MSCI’s broadest index of Asia-Pacific shares outside Japan pared early gains to be 0.2% higher and was heading for a weekly gain of 1.3%
World stock markets are on course on Friday for a week of strong gains as AI company Nvidia’s very strong results sparked a wave of record highs from Asia to Europe and the U.S., while the yen nursed losses on a range of currencies.
Nvidia soared 16.4% overnight, adding a record $277 billion in market value.
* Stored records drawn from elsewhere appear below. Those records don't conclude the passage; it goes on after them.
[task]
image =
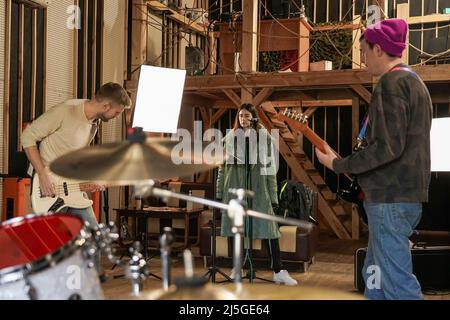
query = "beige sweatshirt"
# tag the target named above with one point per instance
(62, 129)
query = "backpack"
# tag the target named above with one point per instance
(295, 200)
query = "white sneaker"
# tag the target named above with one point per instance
(283, 277)
(233, 274)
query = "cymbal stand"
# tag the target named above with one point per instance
(166, 241)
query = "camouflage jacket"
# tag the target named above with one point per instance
(395, 164)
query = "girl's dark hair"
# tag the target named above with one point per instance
(250, 108)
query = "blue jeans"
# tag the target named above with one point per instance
(387, 269)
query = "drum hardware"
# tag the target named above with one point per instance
(137, 269)
(130, 162)
(166, 241)
(30, 290)
(51, 260)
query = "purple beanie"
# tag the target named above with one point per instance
(389, 34)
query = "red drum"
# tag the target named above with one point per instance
(45, 257)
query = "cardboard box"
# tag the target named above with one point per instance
(321, 65)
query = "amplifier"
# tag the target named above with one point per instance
(431, 266)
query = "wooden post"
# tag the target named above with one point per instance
(303, 47)
(356, 55)
(403, 13)
(355, 132)
(249, 42)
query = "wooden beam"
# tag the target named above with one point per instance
(20, 89)
(216, 117)
(312, 103)
(139, 37)
(262, 96)
(233, 97)
(362, 92)
(6, 91)
(173, 15)
(310, 112)
(335, 79)
(303, 47)
(431, 18)
(280, 80)
(345, 26)
(249, 35)
(208, 95)
(356, 47)
(206, 118)
(403, 13)
(248, 55)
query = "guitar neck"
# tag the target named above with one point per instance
(317, 141)
(309, 134)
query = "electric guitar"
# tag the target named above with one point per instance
(69, 193)
(299, 122)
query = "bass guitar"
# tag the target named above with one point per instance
(68, 193)
(299, 122)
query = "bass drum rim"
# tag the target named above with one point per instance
(21, 271)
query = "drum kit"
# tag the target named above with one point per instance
(55, 256)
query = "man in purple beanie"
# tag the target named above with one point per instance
(392, 164)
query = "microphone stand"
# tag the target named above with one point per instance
(213, 269)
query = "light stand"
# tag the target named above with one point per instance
(211, 273)
(251, 275)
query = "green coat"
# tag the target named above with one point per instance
(264, 186)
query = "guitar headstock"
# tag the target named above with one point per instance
(299, 117)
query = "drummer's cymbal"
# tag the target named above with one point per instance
(208, 292)
(129, 162)
(249, 292)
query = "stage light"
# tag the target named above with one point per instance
(158, 101)
(440, 145)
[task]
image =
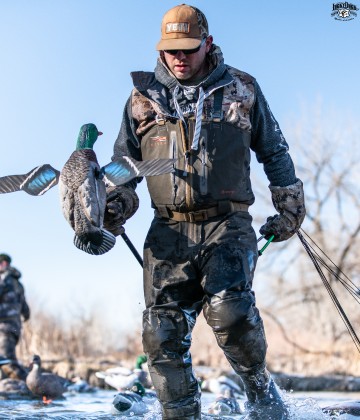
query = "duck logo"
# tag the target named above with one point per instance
(344, 11)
The firm’s results boosted a global AI-driven rally in tech stocks, propelling the S&P 500, the Dow Jones, Europe’s STOXX 600 and Japan’s Nikkei share average to record highs.
Japan is shut for a public holiday on Friday, but Nikkei futures added around 1%, indicating Japanese stocks will extend their record run next week.
Some regional tech shares took a breather following a stellar rally this week, but MSCI Asia-Pacific ex-Japan IT index still added 0.3% to its highest level since March 2022.
South Korea’s Hynix, the world’s second-largest memory chipmaker which counts Nvidia as a key client, climbed 2.2% and Taiwan Semiconductor Manufacturing Co Ltd surged 1%. The Global X Asia semiconductor ETF was 0.9% higher.
The Nvidia effect has ripped through global equity markets and given fresh wind to markets that were looking ominously poised for a 3-5% drawdown, according to Chris Weston, head of research at Pepperstone in Melbourne.
Consider that Nvidia holds its highly anticipated GTC (technology) conference on 18 March – where they are likely to update the market on new products and innovations – so pullbacks in the stock should be shallow, and we could see buyers push price higher into that event, Weston added.
MSCI’s broadest index of Asia-Pacific shares outside Japan pared early gains to be 0.2% higher and was heading for a weekly gain of 1.3%.
Chinese shares wavered between gains and losses. The Shanghai Composite index rose above the key 3,000-point mark before dropping to trade 0.3% higher. It is 4.6% higher for the week and has jumped nearly 10% from five-year lows set more than two weeks ago.
Hong Kong’s Hang Seng index slid 0.2%.
Data showed on Friday that China’s new home prices dropped for the seventh month in January, leaving sentiment fragile as policymakers’ efforts to restore confidence in the debt-ridden sector struggled for traction.